We propose a statistical model defined on tetravalent three-dimensional lattices in general and the three-dimensional diamond network in particular where the splitting of randomly selected nodes leads to a spatially disordered network, with decreasing degree of connectivity. The terminal state, that is reached when all nodes have been split, is a dense configuration of self-avoiding walks on the diamond network. Starting from the crystallographic diamond network, each of the four-coordinated nodes is replaced with probability p by a pair of two edges, each connecting a pair of the adjacent vertices. For all values $0\leqslant p\leqslant 1$ the network percolates, yet the fraction f _p of the system that belongs to a percolating cluster drops sharply at p _c = 1 to a finite value $f_{p}^{c}$ . This transition is reminiscent of a percolation transition yet with distinct differences to standard percolation behaviour, including a finite mass $f_{p}^{c}\gt 0$ of the percolating clusters at the critical point. Application of finite size scaling approach for standard percolation yields scaling exponents for $p\to {{p}_{c}}$ that are different from the critical exponents of the second-order phase transition of standard percolation models.
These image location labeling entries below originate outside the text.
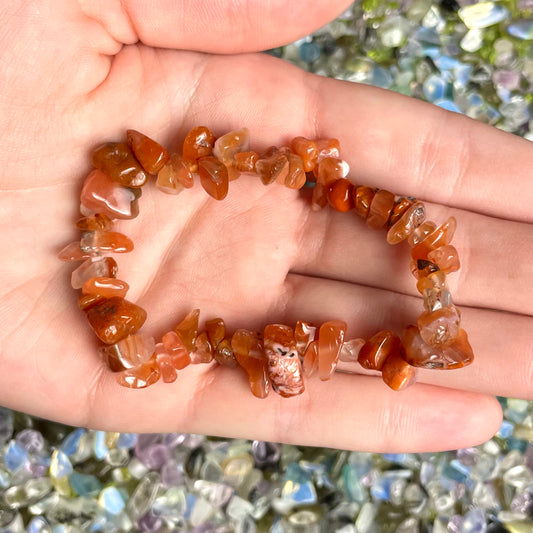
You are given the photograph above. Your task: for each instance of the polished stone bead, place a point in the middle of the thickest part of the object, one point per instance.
(350, 350)
(198, 143)
(141, 376)
(437, 238)
(91, 268)
(102, 195)
(216, 331)
(213, 177)
(245, 161)
(228, 145)
(310, 360)
(284, 369)
(272, 166)
(307, 150)
(224, 355)
(380, 209)
(187, 329)
(96, 222)
(396, 372)
(130, 352)
(248, 350)
(94, 242)
(446, 258)
(412, 217)
(362, 197)
(175, 347)
(150, 154)
(420, 354)
(105, 286)
(376, 350)
(330, 339)
(117, 161)
(203, 351)
(114, 319)
(340, 195)
(440, 327)
(304, 334)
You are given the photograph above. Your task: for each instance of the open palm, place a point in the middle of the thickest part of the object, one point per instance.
(76, 74)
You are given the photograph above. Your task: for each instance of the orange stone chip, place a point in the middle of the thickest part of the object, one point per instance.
(375, 351)
(248, 350)
(330, 339)
(115, 318)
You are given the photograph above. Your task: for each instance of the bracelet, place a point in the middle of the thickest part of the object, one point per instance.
(281, 355)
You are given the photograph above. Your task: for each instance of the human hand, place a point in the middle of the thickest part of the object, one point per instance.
(73, 79)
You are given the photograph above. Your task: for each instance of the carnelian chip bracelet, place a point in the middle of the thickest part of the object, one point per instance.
(280, 356)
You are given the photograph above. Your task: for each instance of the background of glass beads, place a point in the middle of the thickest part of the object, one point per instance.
(472, 58)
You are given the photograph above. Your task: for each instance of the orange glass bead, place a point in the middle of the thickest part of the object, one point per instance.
(400, 207)
(362, 197)
(307, 150)
(328, 148)
(198, 143)
(228, 145)
(272, 166)
(140, 377)
(115, 318)
(304, 334)
(245, 161)
(187, 329)
(284, 368)
(446, 258)
(380, 209)
(419, 354)
(150, 154)
(439, 237)
(340, 195)
(412, 217)
(224, 354)
(350, 350)
(376, 350)
(248, 350)
(103, 195)
(174, 346)
(117, 161)
(213, 177)
(439, 327)
(105, 241)
(330, 338)
(96, 222)
(310, 362)
(396, 372)
(106, 287)
(73, 252)
(203, 351)
(216, 331)
(130, 352)
(91, 268)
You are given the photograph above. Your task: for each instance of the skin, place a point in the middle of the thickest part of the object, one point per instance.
(76, 74)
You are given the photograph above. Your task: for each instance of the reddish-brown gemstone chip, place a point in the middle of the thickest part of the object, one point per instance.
(248, 350)
(118, 162)
(380, 209)
(150, 154)
(213, 177)
(340, 195)
(115, 318)
(375, 351)
(198, 143)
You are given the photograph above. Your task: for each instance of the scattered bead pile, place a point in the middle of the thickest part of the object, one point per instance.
(281, 355)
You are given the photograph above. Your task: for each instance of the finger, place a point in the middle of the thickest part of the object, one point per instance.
(501, 342)
(219, 26)
(495, 254)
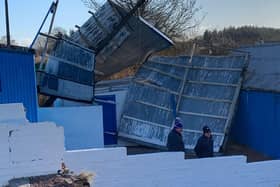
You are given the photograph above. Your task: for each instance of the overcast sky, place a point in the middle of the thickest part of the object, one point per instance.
(27, 15)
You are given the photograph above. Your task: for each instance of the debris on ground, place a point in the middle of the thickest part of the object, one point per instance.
(63, 178)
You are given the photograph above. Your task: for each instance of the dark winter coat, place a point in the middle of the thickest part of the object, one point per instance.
(175, 141)
(204, 147)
This transition significantly affects the mechanical properties of linear-elastic realizations (e.g. as custom-fabricated models for artificial bone scaffolds), obtained by replacing edges with solid circular struts to give an effective density ϕ . Finite element methods demonstrate that, as a low-density cellular structure, the bulk modulus K shows a cross-over from a compression-dominated behaviour, $K(\phi )\propto {{\phi }^{\kappa }}$ with $\kappa \approx 1$ , at p = 0 to a bending-dominated behaviour with $\kappa \approx 2$ at p = 1.